Let the output of interest be the following linear functional:

$$J(u) = \int_\Omega g u \ dV.$$

Derive the weak form by multiplying the primal equation with a weighting function $w(\vec{x})$ and performing integration by parts:

$$\begin{align}
B(u, w) &= L(w),
\end{align}$$

where,

$$\begin{align}
B(u, w) &= \int_\Omega w \nabla \cdot \left(\vec{c} u - \mu \nabla u \right) dV \\
&= \int_{\partial \Omega} w \left(\vec{c} u - \mu \nabla u \right) \cdot \vec{n} dA - \int_\Omega \nabla w \cdot \left(\vec{c} u - \mu \nabla u \right) dV, \qquad \text{(Integration by parts)} \\
L(w) &= \int_\Omega w f \ dV.
\end{align}$$

Then, consider an infinitesimal perturbation to $L(w)$ which produces an infinitesimal change in $u$ as follows:

$$\begin{align}
B(u + u', w) &= L(w) + L'(w) \\
B(u', w) &= L'(w).
\end{align}$$
Note that the solution perturbation $u'$ must vanish at the boundary, since the Dirichlet boundary condition does not admit variations on $\partial \Omega$.

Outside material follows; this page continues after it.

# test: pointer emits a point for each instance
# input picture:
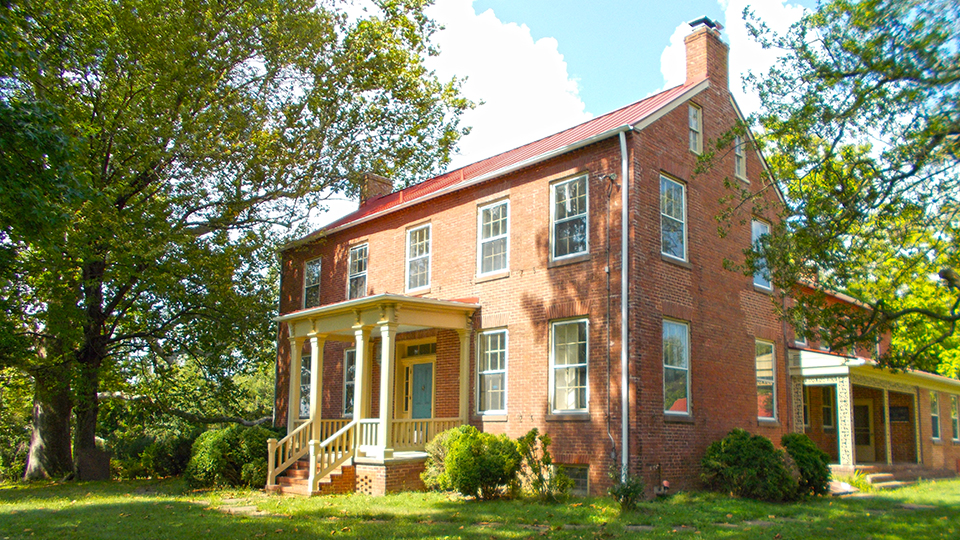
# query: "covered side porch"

Using the weak form above and the definition of the adjoint $\psi(\vec{x})$ given below:

$$\begin{align}
L'(\psi) &= J(u') \\
B(u', \psi) &= J(u'),
\end{align}$$

we obtain:

$$\begin{align}
\int_{\partial \Omega} \psi \left(\vec{c} u' - \mu \nabla u' \right) \cdot \vec{n} dA - \int_\Omega \nabla \psi \cdot \left(\vec{c} u' - \mu \nabla u' \right) dV &= \int_\Omega g u' \ dV.
\end{align}$$

Next, use integration by parts to transfer derivatives of $u'$ into derivatives of $\psi$:

$$\begin{align}
\int_{\partial \Omega} \psi \left(\vec{c} u' - \mu \nabla u' \right) \cdot \vec{n} dA - \int_\Omega \nabla \psi \cdot \left(\vec{c} u' - \mu \nabla u' \right) dV - \int_\Omega g u' \ dV &= 0 \\
\int_{\partial \Omega} \psi \left(\vec{c} u' - \mu \nabla u' \right) \cdot \vec{n} dA + \int_\Omega u' \left(-\vec{c} \cdot \nabla \psi \right) dV + \int_\Omega \nabla u' \cdot \left( \mu \nabla \psi \right) dV - \int_\Omega g u' \ dV &= 0 \\
\int_{\partial \Omega} \psi \left(\vec{c} u' - \mu \nabla u' \right) \cdot \vec{n} dA + \int_\Omega u' \left( - \vec{c} \cdot \nabla \psi \right) dV + \int_{\partial \Omega} u' \left( \mu \nabla \psi \right) \cdot \vec{n} dA - \int_\Omega u' \nabla \cdot \left( \mu \nabla \psi \right) dV - \int_\Omega g u' \ dV &= 0 \qquad \text{(Repeating integration by parts on diffusion volume term)} \\
\int_\Omega u' \left[ -\vec{c} \cdot \nabla \psi - \nabla \cdot \left( \mu \nabla \psi \right) - g \right] dV + \int_{\partial \Omega} \psi \left(\vec{c} u' - \mu \nabla u' \right) \cdot \vec{n} dA + \int_{\partial \Omega} u' \left( \mu \nabla \psi \right) \cdot \vec{n} dA &= 0.
\end{align}$$

The adjoint PDE and its boundary conditions can be deduced from the last equation above. Since $u'$ is generally non-zero within the domain $\Omega$, it is required that $\left[ -\vec{c} \cdot \nabla \psi - \nabla \cdot \left(\mu \nabla \psi \right) - g \right]$ be zero in $\Omega$, in order for the volume term to vanish. Similarly, since the primal flux $\left(\vec{c} u' - \mu \nabla u' \right) \cdot \vec{n}$ is generally non-zero at the boundary, we require $\psi$ to be zero there in order for the first boundary term to vanish. The second boundary term vanishes trivially since the primal boundary condition requires $u' = 0$ at the boundary.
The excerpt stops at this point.